心についてのメモ書きーうつ等からぬけた人①

窮すれば通ず

悩んでいる人の状態や症状をあれこれ説明している本は多く、私もたいがいそんなことを書いている気がしてきました。

 

そこで、悩みを脱した人の状態について書いてみます。

その状態像もまた、今悩んでいる人の役に立つかもしれません。

但し、なるべく脱する過程や雰囲気を再現するつもりで書いてみます。

 

その前に、私は「寛解」というものが未だ理解できません。

原理的に精神状態が回復するのは、ある構造が他の構造に変化するからです。

裏を返せば、構造が他の構造に変わるのが未知で怖いからこそ、苦しみが生じています。

寛解は、構造が変わろうとする最重要のエネルギーをおしとどめて、あたりさわりなく元に戻すという意味のようですので、これは私の視野から外れています。

 

・窮すれば通ず

 

これは、カウンセリング自体とはあまり関係がありません。

理屈抜きの事実として起こることを書きます。

 

皆さんものすごく苦しい状態を経験するわけですが、「こうしたらいいよ」と言われて、「はい、わかりました、そうします」とあっさり変われる人は存在しません。

それくらい人間は頑固です。

 

今までの人生で学んだあらゆることを試しても全然駄目、もう進退極まったと「体で思い知る」ことが必要なこともあるのです。

そこで初めて今までのやり方に「絶望」し、その道にとどまるのを諦めて(その道についての絶望)、別の道に目が向き始めます。

 

人それぞれの「どん底」を経験すること自体、「症状の目的」だとさえ私は思ってしまいます。

周囲の目が気になり会社のトイレで昼飯を食べる日々、

ぼっーとしていて、駅の階段から転げ落ち骨折して入院し、無力感にまみれて大泣き、

休職した自分が恥ずかしく、焦って職場復帰したのに、すぐに休職となって、もう駄目だと呆然自失。

 

しかし、こういう状態の後にこそ、なんらかの手がかりを掴み、立ち直る方も多いのです。

「あの苦しい日々があったからこそ、否が応でも他のことに目を向けざるを得なかった」という思いがあるようです。

 

「窮すれば則ち変じ、変すれば則ち通ず」というのは、このことを言っています。

私なりに意訳すれば、

アタマが窮して万策尽きれば、ココロが全面に出てきて、別の道を探すようにアタマに命令する、そうすると自ずと道が開けてくる、

ということになります。

 

99パーセント窮しているのに、1パーセントでも今までの生き方に未練があれば、変することはできません。

そして、それを捨て去ることができるのは、カウンセリング等のきっかけがあるにせよないにせよ、結局は本人の意図せざる心身の働きによるものなのです。

 

こういう言い方があるくらいです。

「馬を水辺に連れてくることは出来るが、水を飲ませることはできない。
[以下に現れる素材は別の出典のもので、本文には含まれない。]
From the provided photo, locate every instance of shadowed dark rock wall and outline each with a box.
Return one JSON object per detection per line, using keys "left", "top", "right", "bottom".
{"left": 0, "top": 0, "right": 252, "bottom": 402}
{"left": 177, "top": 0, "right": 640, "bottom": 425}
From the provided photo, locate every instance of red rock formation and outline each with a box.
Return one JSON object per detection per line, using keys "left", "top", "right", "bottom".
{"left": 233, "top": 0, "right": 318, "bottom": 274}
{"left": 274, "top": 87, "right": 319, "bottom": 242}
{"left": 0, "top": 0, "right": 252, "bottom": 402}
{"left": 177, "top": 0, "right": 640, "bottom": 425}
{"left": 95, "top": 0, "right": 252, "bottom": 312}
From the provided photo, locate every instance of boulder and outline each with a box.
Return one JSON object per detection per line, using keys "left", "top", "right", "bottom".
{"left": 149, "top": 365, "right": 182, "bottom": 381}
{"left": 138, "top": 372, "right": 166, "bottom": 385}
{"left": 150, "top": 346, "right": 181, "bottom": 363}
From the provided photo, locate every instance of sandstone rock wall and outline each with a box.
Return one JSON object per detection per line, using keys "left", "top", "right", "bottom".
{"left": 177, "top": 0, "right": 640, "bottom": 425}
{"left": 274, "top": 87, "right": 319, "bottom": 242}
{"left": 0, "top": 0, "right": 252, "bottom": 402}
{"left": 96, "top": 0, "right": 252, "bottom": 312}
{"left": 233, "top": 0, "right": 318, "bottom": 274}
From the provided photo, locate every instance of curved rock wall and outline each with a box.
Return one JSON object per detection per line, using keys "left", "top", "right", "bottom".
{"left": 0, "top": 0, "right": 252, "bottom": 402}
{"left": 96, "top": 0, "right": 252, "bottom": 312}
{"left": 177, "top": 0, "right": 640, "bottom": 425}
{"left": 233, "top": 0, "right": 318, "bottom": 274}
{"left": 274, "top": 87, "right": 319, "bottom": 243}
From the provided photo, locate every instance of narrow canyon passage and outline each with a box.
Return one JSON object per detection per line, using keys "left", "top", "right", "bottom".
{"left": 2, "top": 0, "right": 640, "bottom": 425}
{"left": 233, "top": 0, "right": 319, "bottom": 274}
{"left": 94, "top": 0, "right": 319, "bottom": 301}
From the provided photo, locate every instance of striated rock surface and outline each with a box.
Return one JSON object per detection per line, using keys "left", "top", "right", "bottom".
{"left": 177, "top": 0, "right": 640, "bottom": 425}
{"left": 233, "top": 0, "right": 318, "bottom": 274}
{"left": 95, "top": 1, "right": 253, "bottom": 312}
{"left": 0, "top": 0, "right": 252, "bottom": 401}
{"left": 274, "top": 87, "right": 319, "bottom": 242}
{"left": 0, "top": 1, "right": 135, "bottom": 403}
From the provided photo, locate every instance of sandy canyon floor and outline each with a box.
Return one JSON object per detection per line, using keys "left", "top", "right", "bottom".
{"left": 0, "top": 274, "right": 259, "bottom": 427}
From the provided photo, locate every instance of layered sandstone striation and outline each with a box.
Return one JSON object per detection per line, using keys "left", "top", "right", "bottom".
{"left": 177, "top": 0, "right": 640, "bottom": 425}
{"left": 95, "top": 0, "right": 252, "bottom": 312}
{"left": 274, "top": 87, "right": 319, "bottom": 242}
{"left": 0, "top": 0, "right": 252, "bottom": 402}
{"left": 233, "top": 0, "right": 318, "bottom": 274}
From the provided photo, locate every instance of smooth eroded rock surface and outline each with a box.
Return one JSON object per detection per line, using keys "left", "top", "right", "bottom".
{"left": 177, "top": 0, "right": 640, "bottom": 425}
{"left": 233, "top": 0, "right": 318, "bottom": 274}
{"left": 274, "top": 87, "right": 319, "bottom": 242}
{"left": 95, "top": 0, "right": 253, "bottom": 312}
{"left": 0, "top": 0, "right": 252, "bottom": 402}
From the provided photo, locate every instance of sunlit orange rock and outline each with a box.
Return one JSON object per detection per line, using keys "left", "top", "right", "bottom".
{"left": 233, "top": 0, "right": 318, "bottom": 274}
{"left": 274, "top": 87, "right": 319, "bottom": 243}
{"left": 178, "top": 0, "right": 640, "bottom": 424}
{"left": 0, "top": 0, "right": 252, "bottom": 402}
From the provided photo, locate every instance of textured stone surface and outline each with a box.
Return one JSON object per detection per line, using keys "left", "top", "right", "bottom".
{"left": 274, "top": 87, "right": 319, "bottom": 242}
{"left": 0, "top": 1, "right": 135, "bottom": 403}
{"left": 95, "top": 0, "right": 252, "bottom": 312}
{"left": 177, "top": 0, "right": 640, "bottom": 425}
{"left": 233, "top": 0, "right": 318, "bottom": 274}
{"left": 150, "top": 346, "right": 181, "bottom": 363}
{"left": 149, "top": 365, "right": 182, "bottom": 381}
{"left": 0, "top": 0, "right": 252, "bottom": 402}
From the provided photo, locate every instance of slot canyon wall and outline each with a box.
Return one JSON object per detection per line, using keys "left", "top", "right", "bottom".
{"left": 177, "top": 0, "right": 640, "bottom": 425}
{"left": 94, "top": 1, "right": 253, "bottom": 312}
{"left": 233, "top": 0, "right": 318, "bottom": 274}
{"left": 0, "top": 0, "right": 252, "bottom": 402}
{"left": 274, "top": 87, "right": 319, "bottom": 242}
」

 

仮に捨て去る決意が既に出来ている方がカウンセリングに来られるなら、回復はかなり早いものになるでしょう。

そのような方は、接していてもすぐ分かります。

心身から滲み出る正のエネルギーの量自体が多く、なにより迫力があります。

なんとしても、どうしても、どうにかして、現状から抜け出さねば、という必死さが伝わってきます。

 

また、本人は気付いていませんが、なりふり構わなくなることで、今までは抑圧していたであろうその人本来のパーソナリティを隠すことなく醸し出しているので(つまりこのことが「窮すれば・・・」の「変じ」のことを指していると思われますが)、カウンセリングが「効きやすい」状態になっているのです。

 

本当に窮していない人がカウンセリングに来られた場合、定石としては関係を保ちつつ、窮し切るのを待つことです。

自ら変わる、変わりたいという意欲こそが、人間存在の根本のエネルギーだからです。